DENVER — Colorado lawmakers gave initial approval to legislation that would make cyberbullying a crime.

Cyberbullying has increasingly become a part of modern childhood where young children have access to social media sites and near constant Internet access on smart phones.

The House Education Committee approved the legislation, HB 1131,on a unanimous bipartisan vote of 12-0.

The bill, which now moves to the House Appropriations Committee, would make it illegal for someone to harass a minor online if the victim feels the threat puts them in serious emotional distress or fear for their life.

“Bullying will never stop if we just stand by and do nothing,” said Rep. Rhonda Fields, D-Aurora, the bill’s sponsor. “Our children need to be free from fear.”

The crime would be added to the state law on harassment as a class 2 misdemeanor.

A number of teens described their experiences of being bullied before lawmakers Monday afternoon.

“I’d get it at school and then log on to the internet when I got home and see it there too, just all this hatred, things like ‘no one wants you there, it’d be better off if you just killed yourself’,” Ashley Berry told FOX31 Denver.

“It makes you feel like no one’s really there for you.
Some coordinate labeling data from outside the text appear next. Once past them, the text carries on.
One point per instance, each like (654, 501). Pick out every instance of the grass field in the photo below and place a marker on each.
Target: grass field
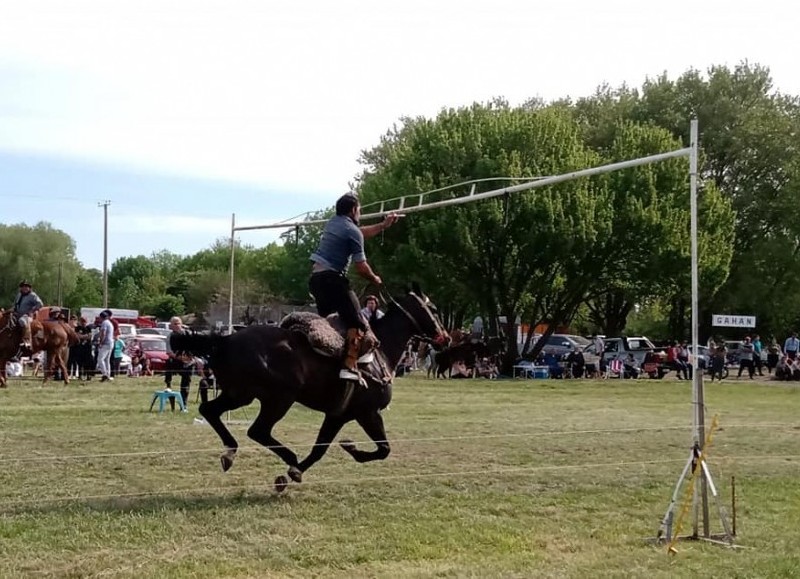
(486, 479)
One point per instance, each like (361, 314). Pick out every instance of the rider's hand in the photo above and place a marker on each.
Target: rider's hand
(391, 219)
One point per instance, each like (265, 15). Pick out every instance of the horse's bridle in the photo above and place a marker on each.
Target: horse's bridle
(10, 324)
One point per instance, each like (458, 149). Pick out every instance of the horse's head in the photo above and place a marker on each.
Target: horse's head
(419, 309)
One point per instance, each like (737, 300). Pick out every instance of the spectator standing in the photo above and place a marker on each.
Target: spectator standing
(791, 345)
(176, 364)
(116, 356)
(746, 358)
(105, 344)
(773, 355)
(757, 347)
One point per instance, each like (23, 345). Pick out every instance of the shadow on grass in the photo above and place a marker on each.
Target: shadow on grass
(143, 505)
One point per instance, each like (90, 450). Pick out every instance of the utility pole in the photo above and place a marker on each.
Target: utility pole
(104, 205)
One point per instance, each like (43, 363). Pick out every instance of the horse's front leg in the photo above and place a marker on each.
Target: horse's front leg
(212, 411)
(327, 432)
(272, 410)
(372, 423)
(63, 365)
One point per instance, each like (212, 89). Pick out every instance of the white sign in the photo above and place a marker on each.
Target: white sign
(728, 321)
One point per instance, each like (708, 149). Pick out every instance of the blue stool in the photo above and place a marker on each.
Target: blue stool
(162, 396)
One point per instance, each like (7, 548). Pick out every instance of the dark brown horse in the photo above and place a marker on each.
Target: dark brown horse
(52, 337)
(279, 367)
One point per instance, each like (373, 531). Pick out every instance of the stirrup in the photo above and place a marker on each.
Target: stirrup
(347, 374)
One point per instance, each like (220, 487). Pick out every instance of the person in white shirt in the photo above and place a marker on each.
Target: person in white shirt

You start to have suicidal thoughts, wondering maybe it would be better if I wasn’t here. It makes you feel alone and like no one is there for you.

“If this bill passes, at least we’ll know that even if our parents or our teachers aren’t listening, the state will be there for us.”

Highlands Ranch mother Naomi Lowell told us in November about the bullying her 13-year-old daughter received.

Messages sent to her Facebook page included threats and “awful stuff like, Go kill yourself,” Lowell said.

Lowell said she was able to work with her daughter’s school to stop the bullying.  That is often the only course available to parents whose children have been bullied.

Some district attorney’s have filled harassment charges in cases of extreme bullying. However, statutorily, the crime can be difficult to prosecute. The new Colorado law is intended to fix this.